LONNIE DONEGAN Lonesome Traveller (Sanctuary)

“The thinking man’s Lonnie Donegan”, proclaims the sticker on the front of my copy, and, sidestepping the blatant sexism implied by that statement – what, aren’t women allowed to listen to skiffle? – it’s a pretty adequate soundbite summary of this 28-track, crammed-to-its-circumference compilation. There’s not a mention of dustmen or chewing gum here, concentrating instead on Donegan’s love of folk, blues and country music, covering Leadbelly, Dylan, Guthrie and Carter on the way. In fact, after being gently surprised in my review of the Man In Black’s “The Legend” box at the intersection of their repertoires, this set accidentally makes a pretty convincing case for Donegan as the British Johnny Cash. Certainly there’s nothing fanciful about Patrick Humphries’ booklet claims: Lonnie was the undisputed king of skiffle, and at one point one in ten British teenagers were playing in a skiffle band. Paul McCartney has said that there would have been no Beatles without Donegan’s example, and other enthusiasts include Elton John, Van Morrison, Cliff Richard, Mark Knopfler, Mick Jagger and Brian May. How much more influential could one man hope to be? And in fostering the notion that anyone with a tea chest, a washboard and a packing case could form a band, skiffle paved the way for another revolutionary ethos some twenty years hence. In some ways, this set’s importance as a social document outweighs that of the music.

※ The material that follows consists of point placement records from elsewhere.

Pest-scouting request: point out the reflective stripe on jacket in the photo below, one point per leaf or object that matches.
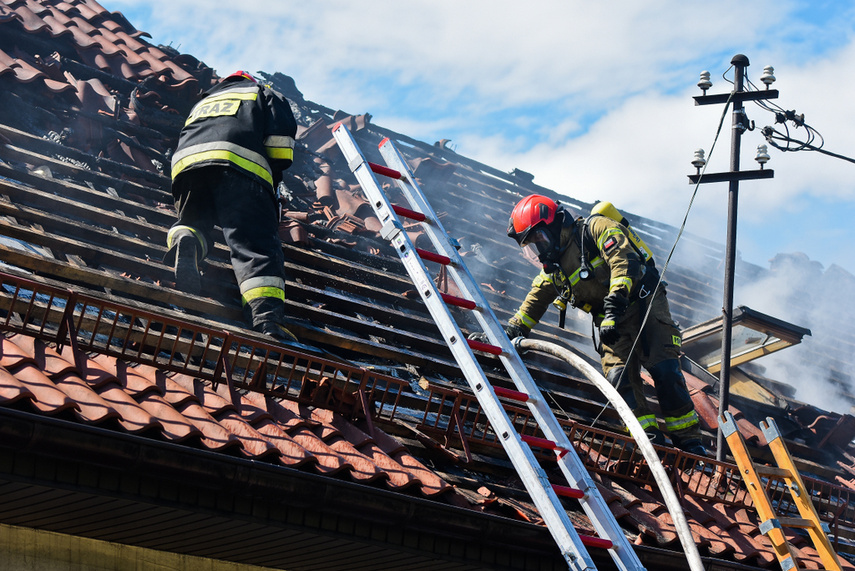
(242, 125)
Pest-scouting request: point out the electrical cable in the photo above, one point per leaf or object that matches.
(784, 141)
(673, 248)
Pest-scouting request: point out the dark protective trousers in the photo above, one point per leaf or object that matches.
(247, 213)
(658, 351)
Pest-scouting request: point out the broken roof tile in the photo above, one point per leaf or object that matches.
(12, 389)
(48, 399)
(90, 406)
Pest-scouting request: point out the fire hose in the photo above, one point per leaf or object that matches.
(637, 432)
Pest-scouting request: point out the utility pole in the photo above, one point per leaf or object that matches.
(740, 124)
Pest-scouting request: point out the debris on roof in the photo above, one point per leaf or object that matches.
(104, 364)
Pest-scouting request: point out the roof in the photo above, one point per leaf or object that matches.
(104, 364)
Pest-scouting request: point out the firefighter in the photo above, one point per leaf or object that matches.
(592, 264)
(226, 169)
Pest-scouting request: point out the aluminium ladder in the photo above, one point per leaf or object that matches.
(771, 524)
(543, 493)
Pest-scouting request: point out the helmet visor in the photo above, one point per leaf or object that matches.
(539, 243)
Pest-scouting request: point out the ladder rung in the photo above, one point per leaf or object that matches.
(511, 394)
(433, 257)
(485, 347)
(385, 171)
(589, 541)
(796, 522)
(568, 492)
(458, 301)
(772, 471)
(407, 213)
(542, 443)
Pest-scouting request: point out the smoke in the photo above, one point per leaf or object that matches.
(800, 291)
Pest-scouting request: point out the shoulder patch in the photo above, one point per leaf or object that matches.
(609, 244)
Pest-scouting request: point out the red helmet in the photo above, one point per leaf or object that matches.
(241, 74)
(533, 211)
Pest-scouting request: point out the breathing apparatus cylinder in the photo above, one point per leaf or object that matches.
(608, 210)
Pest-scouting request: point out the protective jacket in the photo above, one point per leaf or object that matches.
(242, 125)
(596, 258)
(610, 260)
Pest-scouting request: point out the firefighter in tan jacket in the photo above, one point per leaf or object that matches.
(592, 264)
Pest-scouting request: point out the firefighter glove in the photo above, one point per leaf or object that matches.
(511, 330)
(614, 306)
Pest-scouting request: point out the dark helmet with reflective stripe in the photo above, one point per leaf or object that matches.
(241, 74)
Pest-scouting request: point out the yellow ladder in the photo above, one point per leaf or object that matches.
(771, 524)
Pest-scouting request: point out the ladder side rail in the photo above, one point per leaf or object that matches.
(801, 497)
(464, 280)
(769, 524)
(534, 478)
(569, 463)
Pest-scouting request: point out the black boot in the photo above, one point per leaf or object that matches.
(187, 276)
(267, 315)
(276, 331)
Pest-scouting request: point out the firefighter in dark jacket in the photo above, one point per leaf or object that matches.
(226, 168)
(592, 264)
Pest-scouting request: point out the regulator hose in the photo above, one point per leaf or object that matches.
(637, 432)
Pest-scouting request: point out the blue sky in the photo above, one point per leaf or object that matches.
(593, 98)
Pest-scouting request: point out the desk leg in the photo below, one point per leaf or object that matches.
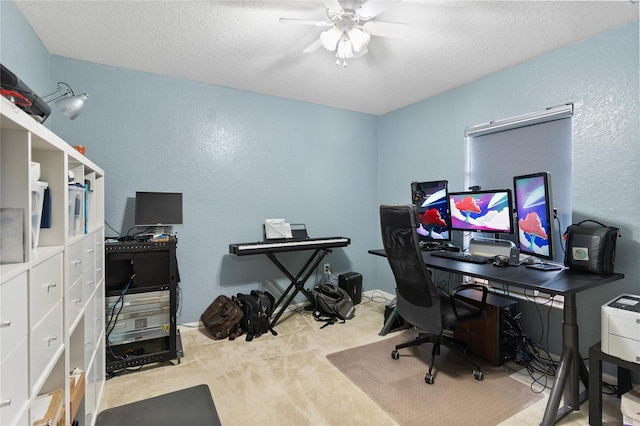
(595, 387)
(563, 373)
(571, 368)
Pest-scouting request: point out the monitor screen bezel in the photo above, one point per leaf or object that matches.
(144, 210)
(521, 212)
(418, 198)
(472, 228)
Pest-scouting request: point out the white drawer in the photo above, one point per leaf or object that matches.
(89, 331)
(13, 385)
(46, 338)
(99, 248)
(100, 308)
(88, 285)
(75, 261)
(45, 288)
(88, 251)
(13, 314)
(75, 302)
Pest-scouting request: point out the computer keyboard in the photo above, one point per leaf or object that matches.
(463, 257)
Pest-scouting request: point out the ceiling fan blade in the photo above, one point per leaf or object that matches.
(333, 5)
(373, 8)
(313, 47)
(305, 22)
(385, 29)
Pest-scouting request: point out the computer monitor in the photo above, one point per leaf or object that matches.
(430, 199)
(534, 213)
(482, 211)
(158, 209)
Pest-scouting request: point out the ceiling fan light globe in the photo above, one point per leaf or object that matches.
(359, 39)
(345, 50)
(329, 39)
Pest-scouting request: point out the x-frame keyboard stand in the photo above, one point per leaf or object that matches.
(320, 246)
(297, 281)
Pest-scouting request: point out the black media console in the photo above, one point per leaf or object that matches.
(141, 303)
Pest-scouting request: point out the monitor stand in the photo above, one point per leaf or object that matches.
(437, 245)
(489, 247)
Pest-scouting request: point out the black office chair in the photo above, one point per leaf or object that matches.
(418, 300)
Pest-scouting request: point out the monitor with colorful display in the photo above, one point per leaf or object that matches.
(482, 211)
(534, 214)
(430, 199)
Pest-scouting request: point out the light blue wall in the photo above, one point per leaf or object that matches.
(29, 59)
(600, 76)
(241, 157)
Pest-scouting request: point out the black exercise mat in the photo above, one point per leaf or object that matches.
(191, 406)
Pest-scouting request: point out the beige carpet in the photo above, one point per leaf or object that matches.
(288, 380)
(398, 386)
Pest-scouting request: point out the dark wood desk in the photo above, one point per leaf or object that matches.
(566, 283)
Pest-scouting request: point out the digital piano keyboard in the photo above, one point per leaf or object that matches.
(243, 249)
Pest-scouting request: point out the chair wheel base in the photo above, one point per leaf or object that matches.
(428, 378)
(478, 375)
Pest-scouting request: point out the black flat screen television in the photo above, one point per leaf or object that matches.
(534, 213)
(482, 211)
(158, 209)
(430, 198)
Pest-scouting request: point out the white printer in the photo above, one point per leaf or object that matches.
(621, 327)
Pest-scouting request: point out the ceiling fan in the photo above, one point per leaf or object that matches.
(351, 27)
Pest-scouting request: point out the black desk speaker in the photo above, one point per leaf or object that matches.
(351, 282)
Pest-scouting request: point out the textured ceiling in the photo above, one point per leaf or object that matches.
(242, 45)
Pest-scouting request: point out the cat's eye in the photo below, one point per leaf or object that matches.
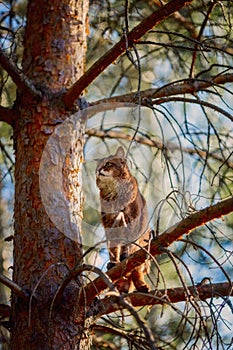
(108, 165)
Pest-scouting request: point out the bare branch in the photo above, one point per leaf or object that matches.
(187, 86)
(141, 29)
(157, 245)
(21, 81)
(7, 115)
(173, 295)
(155, 143)
(13, 286)
(199, 102)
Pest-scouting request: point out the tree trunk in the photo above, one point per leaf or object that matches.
(54, 58)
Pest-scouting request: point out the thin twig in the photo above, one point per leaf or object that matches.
(170, 295)
(158, 144)
(186, 86)
(135, 34)
(169, 236)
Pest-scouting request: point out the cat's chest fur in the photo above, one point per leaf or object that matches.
(122, 205)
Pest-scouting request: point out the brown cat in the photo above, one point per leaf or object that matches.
(123, 213)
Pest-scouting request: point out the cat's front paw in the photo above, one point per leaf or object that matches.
(111, 264)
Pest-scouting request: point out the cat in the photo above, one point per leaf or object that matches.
(123, 214)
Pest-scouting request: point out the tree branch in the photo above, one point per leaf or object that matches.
(135, 34)
(157, 245)
(14, 287)
(158, 144)
(173, 295)
(21, 81)
(187, 86)
(7, 115)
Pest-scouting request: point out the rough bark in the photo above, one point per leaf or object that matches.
(54, 57)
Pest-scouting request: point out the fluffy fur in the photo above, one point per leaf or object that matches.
(123, 213)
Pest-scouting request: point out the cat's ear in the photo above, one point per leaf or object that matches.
(120, 153)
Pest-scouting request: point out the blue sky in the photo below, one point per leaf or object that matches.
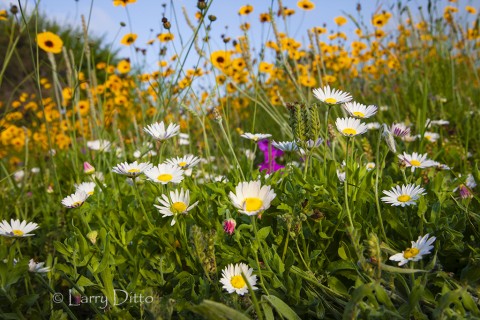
(144, 18)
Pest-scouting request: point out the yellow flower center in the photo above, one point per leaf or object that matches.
(359, 114)
(17, 233)
(238, 282)
(349, 131)
(179, 207)
(253, 204)
(76, 204)
(415, 163)
(165, 177)
(410, 253)
(404, 198)
(331, 100)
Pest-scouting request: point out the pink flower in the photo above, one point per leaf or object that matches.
(229, 226)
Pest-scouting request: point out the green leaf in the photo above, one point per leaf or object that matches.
(342, 253)
(282, 308)
(217, 311)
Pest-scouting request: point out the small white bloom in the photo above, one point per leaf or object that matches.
(404, 195)
(99, 145)
(16, 228)
(419, 248)
(331, 96)
(359, 110)
(131, 170)
(158, 131)
(75, 200)
(165, 173)
(416, 160)
(350, 126)
(233, 280)
(87, 187)
(185, 162)
(177, 204)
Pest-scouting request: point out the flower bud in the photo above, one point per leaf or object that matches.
(229, 226)
(88, 168)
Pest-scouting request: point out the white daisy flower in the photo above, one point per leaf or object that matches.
(350, 126)
(177, 204)
(431, 136)
(87, 187)
(233, 281)
(185, 162)
(99, 145)
(404, 195)
(165, 173)
(419, 248)
(399, 130)
(359, 110)
(255, 136)
(158, 131)
(285, 145)
(75, 200)
(416, 160)
(37, 267)
(251, 198)
(331, 96)
(16, 228)
(131, 170)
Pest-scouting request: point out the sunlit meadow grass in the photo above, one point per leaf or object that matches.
(329, 179)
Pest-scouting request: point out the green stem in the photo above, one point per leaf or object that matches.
(378, 173)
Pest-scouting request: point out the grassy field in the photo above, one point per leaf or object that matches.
(332, 178)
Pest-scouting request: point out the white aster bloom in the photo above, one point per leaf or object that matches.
(99, 145)
(87, 187)
(131, 170)
(419, 248)
(255, 136)
(431, 136)
(177, 204)
(185, 162)
(416, 160)
(37, 267)
(233, 281)
(350, 127)
(252, 198)
(165, 173)
(359, 110)
(404, 195)
(285, 145)
(159, 132)
(16, 228)
(331, 96)
(75, 200)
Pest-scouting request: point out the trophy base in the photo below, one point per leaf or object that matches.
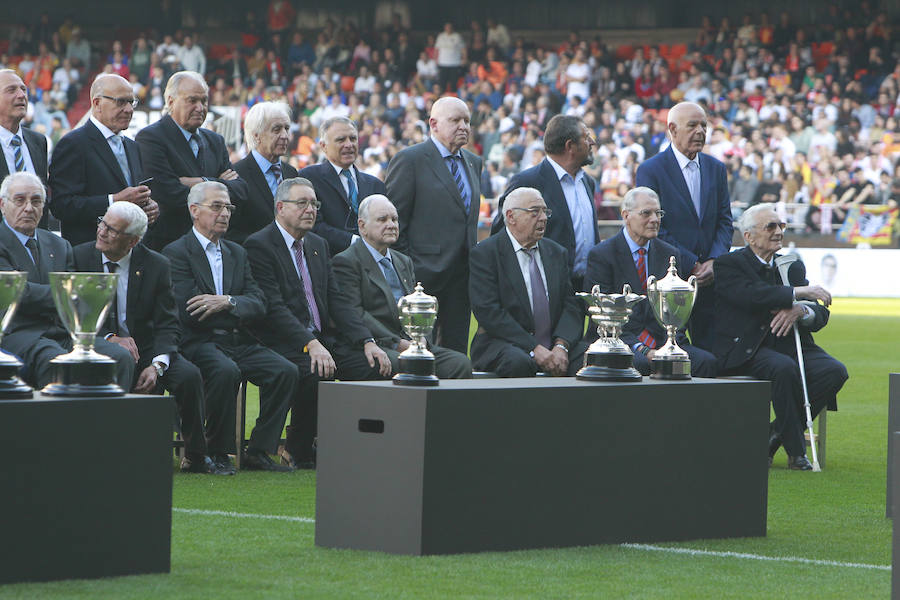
(83, 379)
(670, 369)
(608, 366)
(416, 371)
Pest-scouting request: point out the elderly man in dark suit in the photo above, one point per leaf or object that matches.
(36, 334)
(340, 186)
(179, 154)
(693, 190)
(293, 268)
(267, 134)
(217, 298)
(94, 166)
(436, 187)
(567, 189)
(373, 277)
(631, 257)
(144, 321)
(529, 319)
(23, 149)
(757, 312)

The slightly foggy sonics and idiosyncratic subject matter of “Aunt Rhody (The Old Grey Goose Is Dead)” don’t make for the best opening gambit – there are many occasions when these recordings belie their four or five decades, but this isn’t one of them. “The House Of The Rising Sun”, on the other hand, delivers a slow-burning electric arrangement a good half-decade ahead of The Animals, and The Beach Boys had barely formed when Lonnie took “I Wanna Go Home” (a.k.a. “Sloop John B”) into the top five. Striking a blow against this set’s protestations of seriousness, one of its finest moments is “Talking Guitar Blues (US Version)”, a comedic talking blues taped a few years before Dylan brought the genre to a recording studio. After its sparse guitar and vocal arrangement, the huge orchestral overload of “Corrine, Corrina” is something of a shock. Taped in the US under the guidance of Lieber and Stoller, alongside “Junko Pardner” and “Sorry, But I’m Going To Have To Pass”, these songs seem to be an attempt to manoeuvre a somewhat uncomfortable Donegan towards both balladeer and rocker territory. Lonnie didn’t need lavish, and later tracks revert to a skinnier, sparser type. “Love Is Strange”, surely one of the earliest covers of the Mickey & Sylvia song, is done proud, crooned against intricate, pattering percussion and plinking piano. He beat Cash to commendably locomotive renditions of “Wabash Cannonball”, “Wreck Of The Old ‘97” and of course “Rock Island Line” – barely decipherable at times, you can still almost hear the establishment quake at the affrontery of the latter. “Puttin’ On The Style” is something of a popular concession in this company, but entertaining with it. The Weavers-derived title track is exuberant and elaborate, “Times Are Getting Hard Boys” relayed with almost impossible delicacy. “Nobody Loves Like An Irishman” is as playful as it is primitive, but “Michael Row The Boat” is sabotaged for me by a high-pitched keening vocal line, like a drunken Theremin. Similarly, the wallowing sentimentality of blind orphan boy country tune “Nobody’s Child” just sounds gruesome. Leadbelly’s “Take A Whiff On Me” is somewhat sanitised as “Have A Drink On Me”, but then again it’s unlikely that the revered bluesman filled his rendition with lines like “Sell your shovel and your old long johns/You can make a fortune writing Adam Faith songs”. (Apparently Lonnie offered the song to Adam, who rejected it for some reason!)         

The non-chronological tracklisting is either a blessing or a curse. It can be easily remedied, of course, but it does help to disguise how little Donegan’s music changed over the decade or so surveyed. You might feel like a companion volume’s in order (“The non-thinking person’s Lonnie Donegan”, perhaps?) to mop up the novelty items frowned upon here, but equally “Lonesome Traveller” might be all the Lonnie Donegan you could ever need. Either way, given the man’s six (or less) degrees of separation from many of the records reviewed in these pages you owe yourself a listen to at least some of his work.